I have one dataset which contain many categorical variables. The target variable is also categorical. I tried to find correlation between each categorical variable with target variable, using chi squared test and also got Cramer's V value. Here is a part of output-
column Cramer's V p value
Col1 0.065430 0.000000e+00
Col2 0.084450 0.000000e+00
Col3 0.059535 0.000000e+00
Col4 0.119343 0.000000e+00
Col5 0.108018 0.000000e+00
Col6 0.040086 1.842584e-218
Col7 0.021307 7.523901e-61
Col8 0.012404 3.865421e-20
Col9 0.009400 2.183289e-11
Col10 0.010728 6.082550e-15
I found p value and chi-sq statistic using python's function scipy.stats.chi2_contingency
and then found Cramer's V by taking the square root of the chi-squared statistic divided by the sample size and the minimum dimension minus 1. (according to wikipedia page)
What I got is that all p values belonging to chi squared tests are nearly 0, which means there is very high correlation. But the Cramer's V value is also very less (<<1), which (again from wikipedia page) suggests that there is no strong association. So how to interpret these conflicting results? Is there a strong correlation or there is no correlation? Or, if my approach is wrong, please suggest the correct way.
EDIT
Following is the contingency table for "col1" column and target column.
TARGET_COl Grade 1 Grade 2 Grade 3 Grade 4 Grade 5
Col1
0 290 392 932 1812 2854
1 522 421 574 917 1247
2 56789 81296 117971 147811 204480
3 3719 2975 2811 1704 2244
And this is for "col2" column and target column.
TARGET_COl Grade 1 Grade 2 Grade 3 Grade 4 Grade 5
Col2
0 50867 73899 107101 135400 193526
1 10453 11185 15187 16844 17299
Best Answer
Because your sample size is large, the Chi-square test is likely to return a low p-value even for a table with small differences from the expected proportions.
To get a sense of the effect size being reported by Cramer's v, it is helpful to look at the proportions in the table.
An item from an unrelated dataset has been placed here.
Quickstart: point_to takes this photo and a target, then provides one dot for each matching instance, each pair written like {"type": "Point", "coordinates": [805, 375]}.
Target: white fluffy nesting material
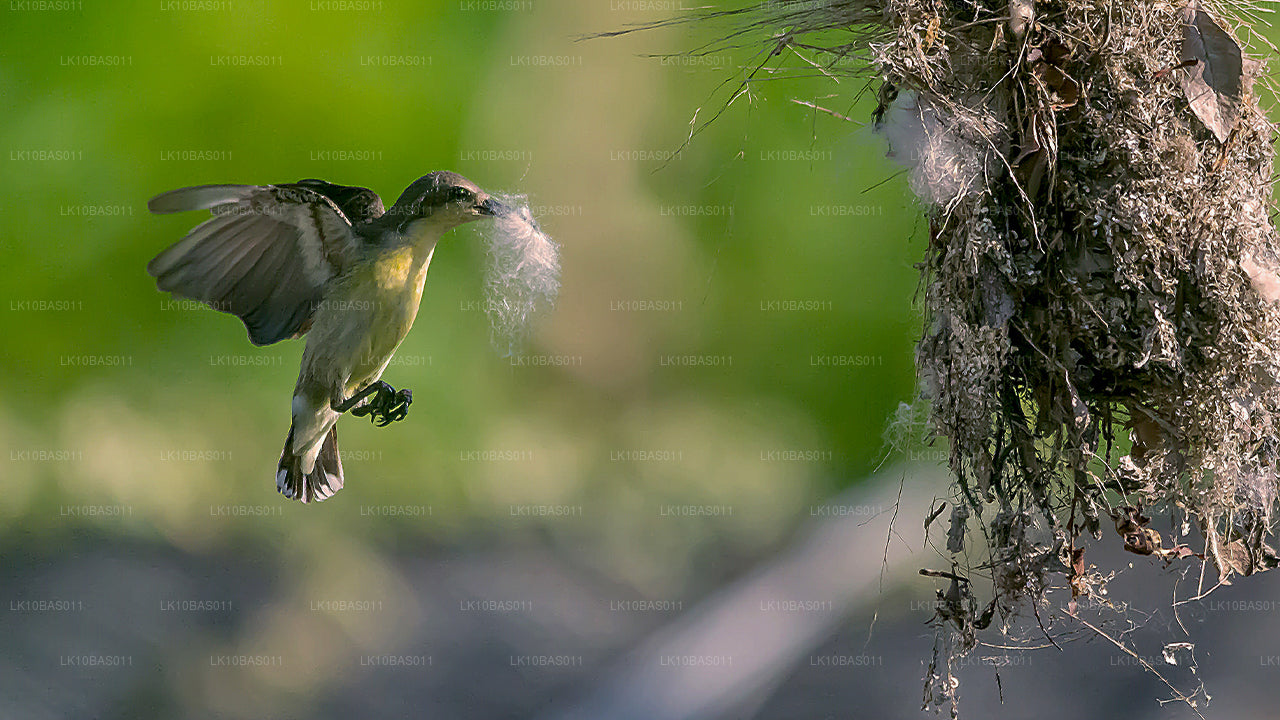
{"type": "Point", "coordinates": [944, 165]}
{"type": "Point", "coordinates": [524, 273]}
For example, for column 1, you can see that there is not much difference in the proportions for each grade within the rows. Row 0 is about one-half to 1 percent of the observations in each grade. Row 2 is, say, 93 to 97 percent of observations in each grade. And so on.
Whether these kind of differences in proportions are meaningful in your context is up to you. The p-value and Cramer's v give you certain information. The practical importance of your results is something you will have decide.
The following is code for R.
I am getting a slightly different Cramer's v than you, so that's something that you might want to look into.